Dr. Swift‘s Guide to Embouchure Recovery
I contacted Dr. Swift in the late 1990’s asking for help with my embouchure. Probably due to overworking the muscles, I was experiencing difficulty. Following was his advice:
First, try to take one day off completely. Don’t even get the horn out of the case, except to clean it if it needs it.
Then, the next day – after taking a few deep breaths, then buzzing about a 1/2 dozen low tones (about 2 beats each) with lips only (no mouthpiece) with some gentle “horse flaps” between each buzz – do the following exercise:
Play a second space A (to me the A feels better than the 2nd-line G, and I like holding on to the horn with 2 valves down), volume about mf (vary your volume level slightly up and/or down as you proceed, if that begins to feel better), hold only about 2 beats (this is not a long-tone exercise), rest about 4 beats, repeat for 10-20 minutes, more or less. Several objectives should be kept in mind throughout the exercise: (1) to make the quality of every A better than the last, (2) to obtain the most relaxed feeling possible, (3) to let the breath do ALL the work, (4) to reach BEYOND perfection with the attack and release as well as the tone quality.
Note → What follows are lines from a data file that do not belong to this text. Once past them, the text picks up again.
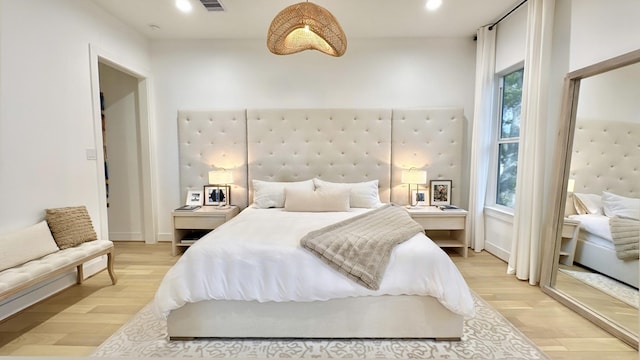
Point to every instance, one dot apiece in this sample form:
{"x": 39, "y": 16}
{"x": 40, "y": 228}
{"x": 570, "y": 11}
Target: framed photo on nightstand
{"x": 440, "y": 192}
{"x": 194, "y": 197}
{"x": 217, "y": 195}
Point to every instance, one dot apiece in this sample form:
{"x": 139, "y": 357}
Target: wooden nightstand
{"x": 447, "y": 228}
{"x": 568, "y": 241}
{"x": 196, "y": 223}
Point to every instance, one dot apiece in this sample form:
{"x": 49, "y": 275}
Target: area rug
{"x": 487, "y": 335}
{"x": 618, "y": 290}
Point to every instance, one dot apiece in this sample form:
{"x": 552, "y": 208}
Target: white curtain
{"x": 482, "y": 133}
{"x": 525, "y": 257}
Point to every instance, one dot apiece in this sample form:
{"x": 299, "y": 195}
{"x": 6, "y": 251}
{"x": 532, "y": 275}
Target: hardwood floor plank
{"x": 75, "y": 321}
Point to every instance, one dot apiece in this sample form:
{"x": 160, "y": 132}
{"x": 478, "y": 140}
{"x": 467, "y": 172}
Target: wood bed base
{"x": 360, "y": 317}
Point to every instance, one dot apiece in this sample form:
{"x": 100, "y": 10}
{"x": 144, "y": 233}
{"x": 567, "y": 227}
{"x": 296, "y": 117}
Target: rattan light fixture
{"x": 306, "y": 26}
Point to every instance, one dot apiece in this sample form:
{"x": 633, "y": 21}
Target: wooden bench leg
{"x": 112, "y": 274}
{"x": 80, "y": 274}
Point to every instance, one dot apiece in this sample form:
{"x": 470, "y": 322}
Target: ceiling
{"x": 359, "y": 18}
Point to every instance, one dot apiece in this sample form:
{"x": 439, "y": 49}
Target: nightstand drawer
{"x": 440, "y": 223}
{"x": 199, "y": 222}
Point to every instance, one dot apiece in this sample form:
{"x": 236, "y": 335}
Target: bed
{"x": 604, "y": 161}
{"x": 341, "y": 147}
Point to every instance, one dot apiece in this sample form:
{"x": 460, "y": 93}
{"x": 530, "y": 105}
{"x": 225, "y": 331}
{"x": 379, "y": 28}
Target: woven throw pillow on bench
{"x": 70, "y": 226}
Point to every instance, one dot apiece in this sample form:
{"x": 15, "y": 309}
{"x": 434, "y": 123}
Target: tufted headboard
{"x": 606, "y": 157}
{"x": 340, "y": 145}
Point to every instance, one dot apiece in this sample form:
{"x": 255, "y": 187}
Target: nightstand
{"x": 188, "y": 226}
{"x": 568, "y": 241}
{"x": 447, "y": 228}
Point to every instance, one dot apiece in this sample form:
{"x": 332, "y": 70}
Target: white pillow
{"x": 270, "y": 194}
{"x": 26, "y": 244}
{"x": 316, "y": 201}
{"x": 587, "y": 203}
{"x": 617, "y": 205}
{"x": 362, "y": 194}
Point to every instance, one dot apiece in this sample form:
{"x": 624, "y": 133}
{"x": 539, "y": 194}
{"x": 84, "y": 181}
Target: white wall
{"x": 243, "y": 74}
{"x": 123, "y": 159}
{"x": 603, "y": 29}
{"x": 46, "y": 111}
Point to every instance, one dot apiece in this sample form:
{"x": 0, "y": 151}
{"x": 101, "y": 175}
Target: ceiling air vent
{"x": 212, "y": 5}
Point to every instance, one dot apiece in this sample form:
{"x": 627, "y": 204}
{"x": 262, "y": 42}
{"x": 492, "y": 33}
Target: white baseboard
{"x": 47, "y": 288}
{"x": 120, "y": 236}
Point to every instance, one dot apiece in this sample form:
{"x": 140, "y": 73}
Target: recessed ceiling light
{"x": 184, "y": 5}
{"x": 433, "y": 5}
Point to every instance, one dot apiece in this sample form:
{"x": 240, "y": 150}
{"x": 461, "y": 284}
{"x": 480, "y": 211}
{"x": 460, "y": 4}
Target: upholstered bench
{"x": 32, "y": 255}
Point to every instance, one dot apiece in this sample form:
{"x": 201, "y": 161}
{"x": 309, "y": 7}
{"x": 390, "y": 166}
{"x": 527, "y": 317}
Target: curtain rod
{"x": 505, "y": 15}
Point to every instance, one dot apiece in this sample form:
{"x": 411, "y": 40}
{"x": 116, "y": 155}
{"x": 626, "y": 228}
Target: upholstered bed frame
{"x": 341, "y": 145}
{"x": 606, "y": 157}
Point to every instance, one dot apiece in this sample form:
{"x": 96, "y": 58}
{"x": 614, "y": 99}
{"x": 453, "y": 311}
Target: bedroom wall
{"x": 46, "y": 112}
{"x": 229, "y": 74}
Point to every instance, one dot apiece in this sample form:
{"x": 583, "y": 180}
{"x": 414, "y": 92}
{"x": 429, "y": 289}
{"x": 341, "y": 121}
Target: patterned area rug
{"x": 618, "y": 290}
{"x": 488, "y": 335}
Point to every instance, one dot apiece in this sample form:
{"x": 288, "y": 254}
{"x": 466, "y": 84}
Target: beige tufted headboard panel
{"x": 340, "y": 145}
{"x": 606, "y": 157}
{"x": 428, "y": 139}
{"x": 209, "y": 140}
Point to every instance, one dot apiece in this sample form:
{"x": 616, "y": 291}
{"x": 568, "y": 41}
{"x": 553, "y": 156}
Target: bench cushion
{"x": 70, "y": 226}
{"x": 18, "y": 275}
{"x": 26, "y": 244}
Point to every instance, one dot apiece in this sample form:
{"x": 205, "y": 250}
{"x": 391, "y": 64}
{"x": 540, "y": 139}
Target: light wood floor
{"x": 77, "y": 320}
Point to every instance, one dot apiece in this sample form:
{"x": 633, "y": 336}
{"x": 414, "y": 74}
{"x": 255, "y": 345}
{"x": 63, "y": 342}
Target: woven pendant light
{"x": 306, "y": 26}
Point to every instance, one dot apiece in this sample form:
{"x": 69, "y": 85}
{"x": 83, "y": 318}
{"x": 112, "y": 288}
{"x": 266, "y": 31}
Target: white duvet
{"x": 257, "y": 256}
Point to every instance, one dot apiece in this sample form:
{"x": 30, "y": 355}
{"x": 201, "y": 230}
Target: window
{"x": 509, "y": 137}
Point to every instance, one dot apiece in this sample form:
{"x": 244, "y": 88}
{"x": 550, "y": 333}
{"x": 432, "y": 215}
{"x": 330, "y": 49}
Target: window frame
{"x": 492, "y": 191}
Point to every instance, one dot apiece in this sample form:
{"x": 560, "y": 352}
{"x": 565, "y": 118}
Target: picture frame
{"x": 217, "y": 195}
{"x": 419, "y": 197}
{"x": 440, "y": 191}
{"x": 194, "y": 197}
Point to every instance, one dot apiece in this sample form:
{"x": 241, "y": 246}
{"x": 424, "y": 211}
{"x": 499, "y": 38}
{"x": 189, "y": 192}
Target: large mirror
{"x": 593, "y": 266}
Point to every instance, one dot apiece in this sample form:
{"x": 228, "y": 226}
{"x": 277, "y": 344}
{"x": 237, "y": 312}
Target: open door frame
{"x": 148, "y": 169}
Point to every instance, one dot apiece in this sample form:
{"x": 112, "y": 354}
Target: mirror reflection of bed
{"x": 605, "y": 181}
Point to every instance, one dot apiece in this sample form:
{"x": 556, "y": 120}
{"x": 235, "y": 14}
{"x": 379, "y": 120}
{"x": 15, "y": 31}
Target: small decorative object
{"x": 306, "y": 26}
{"x": 221, "y": 197}
{"x": 194, "y": 197}
{"x": 413, "y": 176}
{"x": 419, "y": 197}
{"x": 440, "y": 192}
{"x": 217, "y": 195}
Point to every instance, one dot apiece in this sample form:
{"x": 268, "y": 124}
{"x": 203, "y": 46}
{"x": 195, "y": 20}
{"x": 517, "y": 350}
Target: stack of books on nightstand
{"x": 188, "y": 208}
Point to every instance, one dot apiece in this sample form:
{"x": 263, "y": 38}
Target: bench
{"x": 31, "y": 256}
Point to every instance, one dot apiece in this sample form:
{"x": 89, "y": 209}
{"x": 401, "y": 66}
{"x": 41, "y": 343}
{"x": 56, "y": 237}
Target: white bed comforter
{"x": 257, "y": 256}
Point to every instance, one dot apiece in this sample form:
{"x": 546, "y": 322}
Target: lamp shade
{"x": 571, "y": 185}
{"x": 306, "y": 26}
{"x": 413, "y": 176}
{"x": 220, "y": 177}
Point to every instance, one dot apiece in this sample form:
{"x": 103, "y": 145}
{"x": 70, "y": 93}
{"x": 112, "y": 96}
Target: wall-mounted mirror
{"x": 592, "y": 264}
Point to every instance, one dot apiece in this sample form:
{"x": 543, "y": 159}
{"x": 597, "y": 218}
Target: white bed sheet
{"x": 595, "y": 224}
{"x": 257, "y": 256}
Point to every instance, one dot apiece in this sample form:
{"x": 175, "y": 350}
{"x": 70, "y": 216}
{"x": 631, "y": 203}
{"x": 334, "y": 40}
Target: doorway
{"x": 136, "y": 190}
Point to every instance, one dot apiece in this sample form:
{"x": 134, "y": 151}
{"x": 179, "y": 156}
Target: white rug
{"x": 488, "y": 335}
{"x": 618, "y": 290}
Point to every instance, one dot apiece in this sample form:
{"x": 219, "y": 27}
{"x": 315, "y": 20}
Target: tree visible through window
{"x": 509, "y": 136}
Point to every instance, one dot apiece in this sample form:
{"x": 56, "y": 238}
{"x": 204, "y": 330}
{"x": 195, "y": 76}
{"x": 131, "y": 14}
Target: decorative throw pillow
{"x": 587, "y": 203}
{"x": 316, "y": 201}
{"x": 70, "y": 226}
{"x": 618, "y": 205}
{"x": 362, "y": 194}
{"x": 270, "y": 194}
{"x": 25, "y": 245}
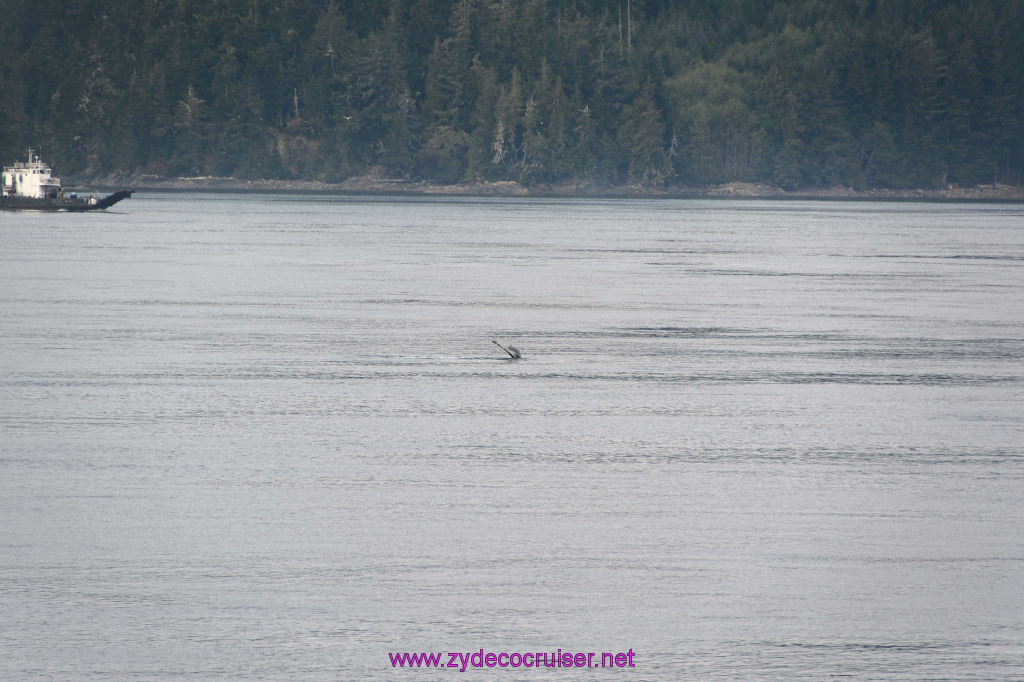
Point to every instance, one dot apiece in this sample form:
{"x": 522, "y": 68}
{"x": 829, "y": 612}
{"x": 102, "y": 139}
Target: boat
{"x": 32, "y": 186}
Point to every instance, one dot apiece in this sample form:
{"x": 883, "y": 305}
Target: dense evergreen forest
{"x": 800, "y": 93}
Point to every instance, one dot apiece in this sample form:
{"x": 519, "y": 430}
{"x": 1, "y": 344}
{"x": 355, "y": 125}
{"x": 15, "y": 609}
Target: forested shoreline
{"x": 797, "y": 94}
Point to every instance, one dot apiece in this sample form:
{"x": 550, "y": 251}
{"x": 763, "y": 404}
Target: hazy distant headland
{"x": 651, "y": 97}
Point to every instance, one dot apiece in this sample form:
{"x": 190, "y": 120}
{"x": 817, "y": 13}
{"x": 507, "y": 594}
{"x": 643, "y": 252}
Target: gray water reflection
{"x": 268, "y": 437}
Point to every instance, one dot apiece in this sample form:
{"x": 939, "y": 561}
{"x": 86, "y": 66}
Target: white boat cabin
{"x": 30, "y": 179}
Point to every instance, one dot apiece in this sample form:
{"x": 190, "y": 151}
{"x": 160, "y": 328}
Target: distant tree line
{"x": 794, "y": 92}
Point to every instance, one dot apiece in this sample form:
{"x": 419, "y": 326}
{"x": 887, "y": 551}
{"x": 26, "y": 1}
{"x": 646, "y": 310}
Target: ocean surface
{"x": 268, "y": 437}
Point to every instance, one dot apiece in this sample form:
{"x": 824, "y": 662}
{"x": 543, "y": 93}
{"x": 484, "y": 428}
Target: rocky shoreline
{"x": 376, "y": 184}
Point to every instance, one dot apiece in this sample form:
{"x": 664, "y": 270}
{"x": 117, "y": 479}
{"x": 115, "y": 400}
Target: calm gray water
{"x": 267, "y": 437}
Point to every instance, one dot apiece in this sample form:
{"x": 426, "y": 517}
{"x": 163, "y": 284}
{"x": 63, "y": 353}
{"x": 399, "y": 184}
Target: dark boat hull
{"x": 61, "y": 203}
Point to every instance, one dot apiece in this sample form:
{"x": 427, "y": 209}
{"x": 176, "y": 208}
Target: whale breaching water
{"x": 511, "y": 350}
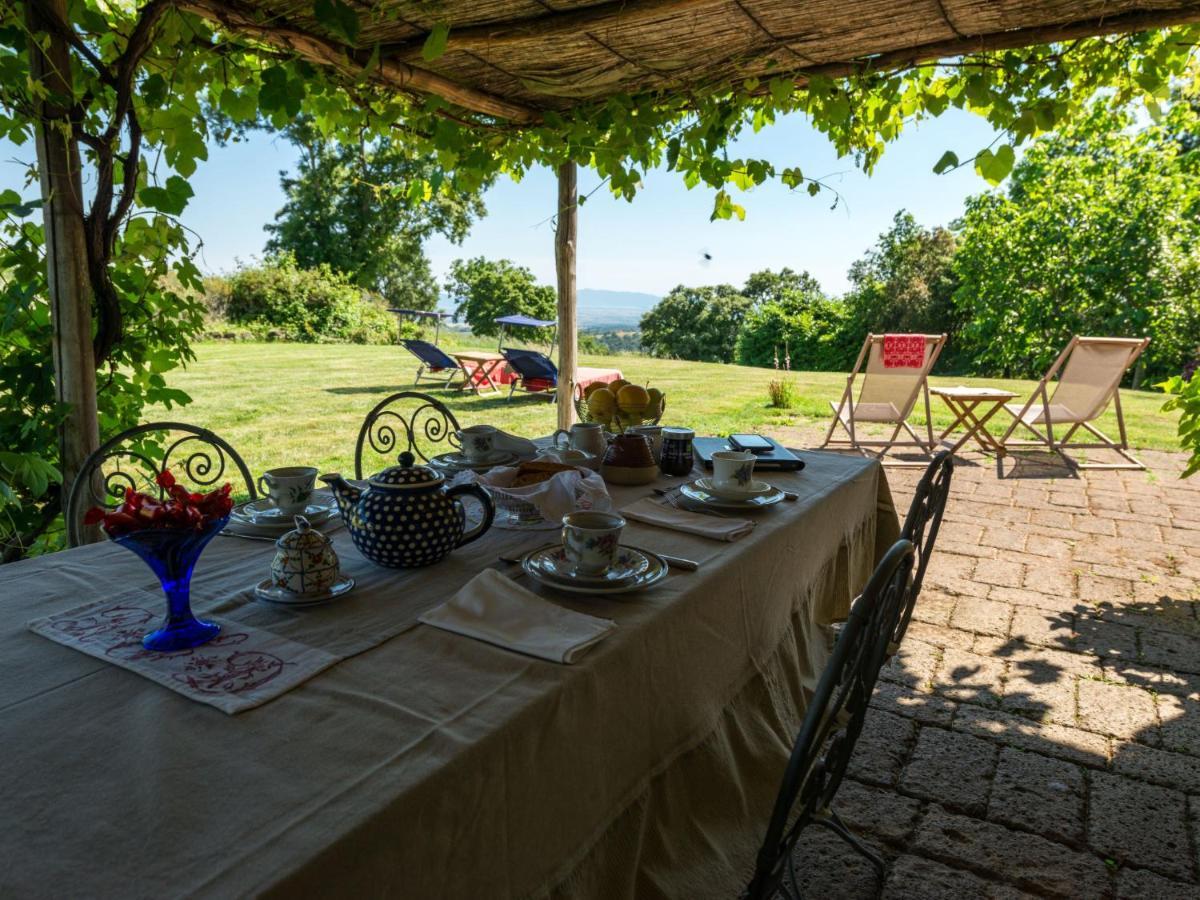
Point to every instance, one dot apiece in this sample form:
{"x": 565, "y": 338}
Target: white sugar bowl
{"x": 305, "y": 562}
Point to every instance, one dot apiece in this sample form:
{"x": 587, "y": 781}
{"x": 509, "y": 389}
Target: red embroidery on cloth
{"x": 904, "y": 351}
Remember that #1, the quality of the sound, is the real key, and that the other 3 are the paths to the primary goal. Take this exercise as an opportunity to achieve a better sound than any you have ever produced, not only should you rediscover the “taste” of a good sound but improve upon it! Play NOTHING but the A. Lengthen your rest times as needed. Do it in several 2-5 minute segments, if that feels better. If, at any point, you feel things are NOT getting better, or worse, if things are going downhill, STOP IMMEDIATELY! Either try again a few hours later, or wait another day.
When you feel really good about what you’ve accomplished with the above exercise, rest, then go on to your usual warm up exercises. If you remember to apply what you’ve learned (actually RELEARNED) in this process, you’re cured!